Artificial Intelligence 21 min read

Unified Multimodal Modeling: How LongCat-Next Bridges Understanding and Generation

The article analyzes why text models naturally combine understanding and generation, explains the fundamental conflicts that prevent images from sharing the same tokenization, and details LongCat-Next’s discrete autoregressive approach—using SAE visual encoders, residual vector quantization, and a unified LLM backbone—to achieve a single model that can both comprehend and create multimodal content.
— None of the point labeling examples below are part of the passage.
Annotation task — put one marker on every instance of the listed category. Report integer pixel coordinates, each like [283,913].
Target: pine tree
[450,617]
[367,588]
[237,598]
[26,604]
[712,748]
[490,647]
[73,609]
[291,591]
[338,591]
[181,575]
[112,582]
Machine Learning Algorithms & Natural Language Processing

Mar 31, 2026

Unified Multimodal Modeling: How LongCat-Next Bridges Understanding and Generation

In computer‑vision research there are two historically separate model families: the "understanding" stream (e.g., LLaVA, InternVL) that can interpret images but cannot generate them, and the "generation" stream (e.g., Stable Diffusion, DALL‑E) that can create images but cannot understand them. Text models avoid this split because a single next‑token prediction simultaneously handles both tasks.

Three intrinsic properties of text make this possible:

The same token is used for reading and writing; tokenization is lossless and reversible.

All semantics reside at a single level—"cat" is both the minimal unit for understanding and generation.

Tokens are 1‑D, discrete, and finite, matching the causal attention of Transformers.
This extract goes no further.